Chairman of the Land Transportation Franchising and Regulatory Board
- In office 2016–2022
- President: Rodrigo Duterte

Personal details
- Born: Martin Belleza Delgra III November 11

= Martin Delgra III =

Filipino lawyer

Martin Belleza Delgra III (born November 11), nicknamed "Chuckbong", is a Filipino lawyer who previously served as chairman of the Land Transportation Franchising and Regulatory Board from 2016 to 2022. A self-affirmed loyalist of former president Rodrigo Duterte, Delgra served as his legal counsel during his 2016 presidential campaign, and was among the few people who accompanied Duterte at Villamor Air Base when he was arrested by police authorities in March 2025.

==Early life and education==
Martin Delgra III was born to Martin V. Delgra Jr. (1921–1977), a lawyer, and Carmen "Bebe" B. Delgra (1928–2021), and has six siblings.

Delgra passed the Philippine Bar Examination in 1988.

==Career==
Delgra initially began his private law practice in the island province of Basilan, working for three years alongside Spanish bishop José María Querejeta. After returning to Davao City, he worked at Delgra, Lanzona and Quilatan Law Offices, based in Ecoland, Davao City.

===LTFRB chairman===
Delgra served as chairman of the Land Transportation Franchising and Regulatory Board (LTFRB) from 2016 to 2022. In 2017, upon president Duterte's issuance of an executive order banning portraits of himself in government offices and replacing them with national heroes, Delgra put up a picture of Lapulapu on his office wall alongside the presidential portrait of Duterte, reasoning that he considers both to be his heroes.

===Post-government activities===
Delgra continued to serve as Duterte's legal counsel after stepping down as LTFRB chairman in 2022.
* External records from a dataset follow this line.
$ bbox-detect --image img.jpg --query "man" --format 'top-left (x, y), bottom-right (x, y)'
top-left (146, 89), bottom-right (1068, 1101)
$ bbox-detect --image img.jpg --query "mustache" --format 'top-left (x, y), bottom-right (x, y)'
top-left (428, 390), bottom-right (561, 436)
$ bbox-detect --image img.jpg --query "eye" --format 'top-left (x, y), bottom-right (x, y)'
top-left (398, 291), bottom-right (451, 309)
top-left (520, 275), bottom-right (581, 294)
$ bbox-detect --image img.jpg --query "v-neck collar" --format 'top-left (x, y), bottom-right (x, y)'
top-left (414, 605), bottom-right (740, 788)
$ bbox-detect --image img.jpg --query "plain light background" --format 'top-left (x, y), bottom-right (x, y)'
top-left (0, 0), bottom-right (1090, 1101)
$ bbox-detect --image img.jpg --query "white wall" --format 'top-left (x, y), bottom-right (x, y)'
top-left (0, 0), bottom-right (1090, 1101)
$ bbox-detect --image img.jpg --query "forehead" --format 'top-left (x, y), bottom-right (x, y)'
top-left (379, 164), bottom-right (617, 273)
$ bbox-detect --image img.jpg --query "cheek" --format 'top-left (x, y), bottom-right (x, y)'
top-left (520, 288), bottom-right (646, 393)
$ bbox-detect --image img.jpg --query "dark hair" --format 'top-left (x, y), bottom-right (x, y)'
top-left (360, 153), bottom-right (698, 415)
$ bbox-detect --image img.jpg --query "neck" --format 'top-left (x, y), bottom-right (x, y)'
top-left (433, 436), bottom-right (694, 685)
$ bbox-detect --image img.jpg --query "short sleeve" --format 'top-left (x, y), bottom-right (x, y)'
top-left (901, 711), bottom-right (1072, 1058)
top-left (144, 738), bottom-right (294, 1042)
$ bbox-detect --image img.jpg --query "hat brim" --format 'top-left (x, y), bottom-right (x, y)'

On March 11, 2025, Delgra accompanied Duterte and his family at the Villamor Air Base when Duterte was served an arrest warrant by police authorities led by General Nicolas Torre III, chief of the Criminal Investigation and Detection Group (CIDG).

==Personal life==
Delgra is a resident of Davao City. He is an avid mountain climber and scuba diver, and has advocated for environmental protection in the face of climate change.